Elsevier

Neural Networks

Volume 23, Issue 3, April 2010, Pages 365-372
Neural Networks

TSVR: An efficient Twin Support Vector Machine for regression

https://doi.org/10.1016/j.neunet.2009.07.002Get rights and content

Abstract

The learning speed of classical Support Vector Regression (SVR) is low, since it is constructed based on the minimization of a convex quadratic function subject to the pair groups of linear inequality constraints for all training samples. In this paper we propose Twin Support Vector Regression (TSVR), a novel regressor that determines a pair of ϵ-insensitive up- and down-bound functions by solving two related SVM-type problems, each of which is smaller than that in a classical SVR. The TSVR formulation is in the spirit of Twin Support Vector Machine (TSVM) via two nonparallel planes. The experimental results on several artificial and benchmark datasets indicate that the proposed TSVR is not only fast, but also shows good generalization performance.

Introduction

Support vector machine (SVM) is an excellent kernel-based tool for binary data classification and regression (Burges, 1998, Christianini and Shawe-Taylor, 2002, Vapnik, 1995, Vapnik, 1998). This learning strategy introduced by Vapnik and co-worker (Vapnik, 1995, Vapnik, 1998) is a principled and very powerful method in machine learning algorithms. Within a few years after its introduction, SVM has already outperformed most other systems in a wide variety of applications. These include a wide spectrum of research areas, ranging from pattern recognition (Osuna, Freund, & Girosi, 1997), text categorization (Joachims, Ndellec, & Rouveriol, 1998), biomedicine (Brown, Grundy, Lin, et al., 2000), brain–computer interface (Ebrahimi, Garcia, & Vesin, 2003), and financial regression (Ince & Trafalis, 2002), etc.

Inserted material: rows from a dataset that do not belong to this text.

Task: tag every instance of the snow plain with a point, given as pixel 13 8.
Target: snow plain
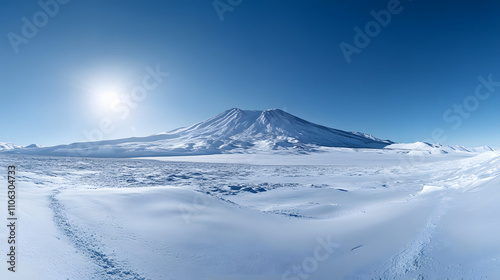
pixel 339 214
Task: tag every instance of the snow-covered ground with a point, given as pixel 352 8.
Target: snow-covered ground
pixel 340 214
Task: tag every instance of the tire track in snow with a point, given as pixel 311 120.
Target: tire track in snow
pixel 111 269
pixel 409 262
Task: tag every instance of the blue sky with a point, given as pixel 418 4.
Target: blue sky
pixel 74 71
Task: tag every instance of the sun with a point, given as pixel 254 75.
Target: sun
pixel 107 98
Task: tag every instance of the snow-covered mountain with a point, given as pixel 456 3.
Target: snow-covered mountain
pixel 8 146
pixel 233 131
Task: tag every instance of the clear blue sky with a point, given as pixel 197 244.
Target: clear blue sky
pixel 264 54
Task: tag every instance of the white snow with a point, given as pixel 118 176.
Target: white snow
pixel 342 214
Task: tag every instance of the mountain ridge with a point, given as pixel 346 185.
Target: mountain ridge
pixel 234 130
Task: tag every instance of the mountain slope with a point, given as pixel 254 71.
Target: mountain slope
pixel 234 130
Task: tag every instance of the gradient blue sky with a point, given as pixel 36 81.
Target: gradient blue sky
pixel 265 54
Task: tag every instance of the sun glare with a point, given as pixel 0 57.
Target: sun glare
pixel 108 98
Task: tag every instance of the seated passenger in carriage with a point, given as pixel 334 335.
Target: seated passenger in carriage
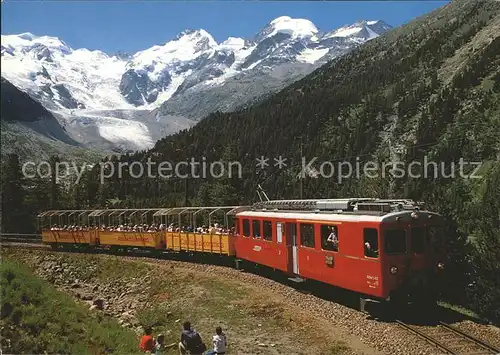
pixel 333 240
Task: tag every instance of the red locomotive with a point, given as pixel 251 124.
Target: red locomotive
pixel 385 250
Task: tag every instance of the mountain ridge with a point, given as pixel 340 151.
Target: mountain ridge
pixel 127 102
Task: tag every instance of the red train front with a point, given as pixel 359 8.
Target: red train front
pixel 383 249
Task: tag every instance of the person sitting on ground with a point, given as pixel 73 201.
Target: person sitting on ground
pixel 160 344
pixel 147 344
pixel 191 342
pixel 220 343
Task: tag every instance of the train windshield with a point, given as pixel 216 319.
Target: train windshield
pixel 395 241
pixel 435 238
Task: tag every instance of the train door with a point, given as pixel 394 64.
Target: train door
pixel 293 251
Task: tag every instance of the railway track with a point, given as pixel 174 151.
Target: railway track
pixel 448 339
pixel 451 340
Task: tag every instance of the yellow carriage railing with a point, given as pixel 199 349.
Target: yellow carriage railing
pixel 161 239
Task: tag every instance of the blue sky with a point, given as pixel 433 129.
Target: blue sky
pixel 131 26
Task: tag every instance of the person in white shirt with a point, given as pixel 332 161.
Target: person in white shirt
pixel 219 342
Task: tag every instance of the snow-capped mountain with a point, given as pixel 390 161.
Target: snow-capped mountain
pixel 80 85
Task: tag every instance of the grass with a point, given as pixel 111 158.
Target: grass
pixel 249 315
pixel 36 318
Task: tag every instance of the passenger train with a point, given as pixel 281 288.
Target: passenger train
pixel 385 250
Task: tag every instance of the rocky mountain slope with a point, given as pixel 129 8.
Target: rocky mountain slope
pixel 129 101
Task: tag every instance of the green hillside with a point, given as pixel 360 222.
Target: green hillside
pixel 429 91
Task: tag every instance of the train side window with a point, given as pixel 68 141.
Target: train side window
pixel 279 232
pixel 307 235
pixel 329 238
pixel 370 240
pixel 417 240
pixel 256 229
pixel 395 241
pixel 268 230
pixel 246 228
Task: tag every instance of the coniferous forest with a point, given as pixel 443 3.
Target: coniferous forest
pixel 429 90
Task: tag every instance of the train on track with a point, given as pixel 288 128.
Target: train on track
pixel 384 250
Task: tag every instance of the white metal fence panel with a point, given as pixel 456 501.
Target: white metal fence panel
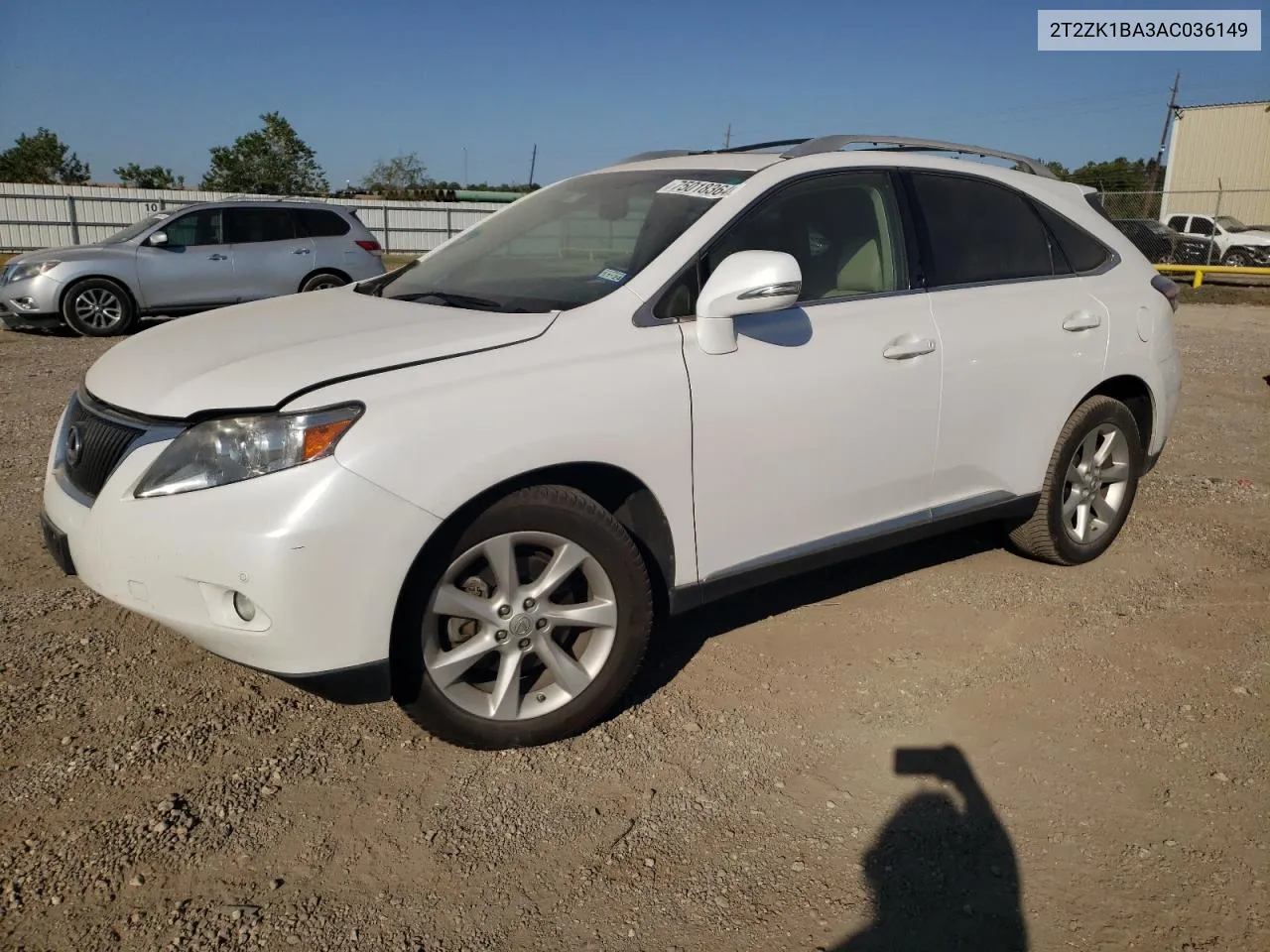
pixel 56 216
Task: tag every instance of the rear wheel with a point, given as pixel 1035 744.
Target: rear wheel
pixel 320 282
pixel 532 629
pixel 1089 486
pixel 98 307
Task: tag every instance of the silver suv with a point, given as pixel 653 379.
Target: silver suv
pixel 190 259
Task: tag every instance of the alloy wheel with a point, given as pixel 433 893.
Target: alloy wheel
pixel 99 308
pixel 1096 484
pixel 520 626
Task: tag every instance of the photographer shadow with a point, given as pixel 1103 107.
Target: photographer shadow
pixel 943 876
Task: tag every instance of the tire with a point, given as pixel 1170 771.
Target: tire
pixel 458 699
pixel 98 307
pixel 322 281
pixel 1053 534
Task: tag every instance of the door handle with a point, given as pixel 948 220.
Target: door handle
pixel 906 348
pixel 1082 320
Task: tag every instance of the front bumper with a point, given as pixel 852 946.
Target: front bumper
pixel 33 302
pixel 320 552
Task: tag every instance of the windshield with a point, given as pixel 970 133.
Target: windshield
pixel 134 230
pixel 563 246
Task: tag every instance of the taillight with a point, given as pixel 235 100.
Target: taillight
pixel 1169 289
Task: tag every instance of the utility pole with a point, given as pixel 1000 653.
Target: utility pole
pixel 1164 136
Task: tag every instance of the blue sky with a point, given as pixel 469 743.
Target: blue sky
pixel 160 82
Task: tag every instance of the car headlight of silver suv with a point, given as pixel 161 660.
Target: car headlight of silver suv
pixel 232 448
pixel 27 270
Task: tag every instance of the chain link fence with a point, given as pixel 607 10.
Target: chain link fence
pixel 1218 227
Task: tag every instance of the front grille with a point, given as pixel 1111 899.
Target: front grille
pixel 91 447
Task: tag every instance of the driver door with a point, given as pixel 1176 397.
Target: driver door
pixel 193 270
pixel 820 430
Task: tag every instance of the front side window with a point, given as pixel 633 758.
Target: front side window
pixel 252 225
pixel 842 229
pixel 135 229
pixel 200 227
pixel 563 246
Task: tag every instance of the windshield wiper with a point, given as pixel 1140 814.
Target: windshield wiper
pixel 449 299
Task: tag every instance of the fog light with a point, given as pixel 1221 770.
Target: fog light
pixel 244 607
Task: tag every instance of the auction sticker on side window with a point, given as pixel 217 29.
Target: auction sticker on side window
pixel 698 189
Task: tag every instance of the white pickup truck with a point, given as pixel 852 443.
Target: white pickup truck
pixel 1237 244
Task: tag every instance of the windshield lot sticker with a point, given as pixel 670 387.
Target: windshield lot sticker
pixel 698 189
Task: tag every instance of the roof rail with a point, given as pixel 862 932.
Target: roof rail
pixel 662 154
pixel 832 144
pixel 271 198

Although SVM owns better generalization classification ability compared with other machine learning methods like artificial neural network (ANN), its training cost is expensive, i.e., O(l3), where l is the total size of training data. So far, many fast algorithms such as Chunking (Cortes & Vapnik, 1995), SMO (Platt, 1999), ISMO (Keerthi, Shevade, Bhattacharyya et al., 2001), SVMlight (Joachims, 1999), SVMTorch (Collobert & Bengio, 2001), LS-SVM (Suykens and Vandewalle, 1999, Suykens et al., 1999), and LIBSVM (Chang & Lin, 0000) have been presented to reduce the difficulties associated to training. Traditionally, the above algorithms solve the optimization problem of SVM by optimizing a small subset of the variables in the dual during the iteration procedure. Thus, it could be very easy to give readers the impression that this is the only possible way to train an SVM. All the above classifiers discriminate a pattern by determining in which half space it lies. Recently, Jayadeva, Khemchandani, and Chandra (2007) have proposed a Twin Support Vector Machine (TSVM) classifier for binary data classification, which is in the spirit of generalized eigenvalue proximal support vector machine (GEPSVM) (Mangasarian & Wild, 2006). The formulation of TSVM is very much similar to a classical SVM except that it aims at generating two nonparallel planes such that each plane is closer to one class and is as far as possible from the other. TSVM has become one of the popular methods in machine learning because of its low computational complexity; see e.g. Ghorai, Mukherjee, and Dutta (2009) and Kumar and Gopal, 2008, Kumar and Gopal, 2009.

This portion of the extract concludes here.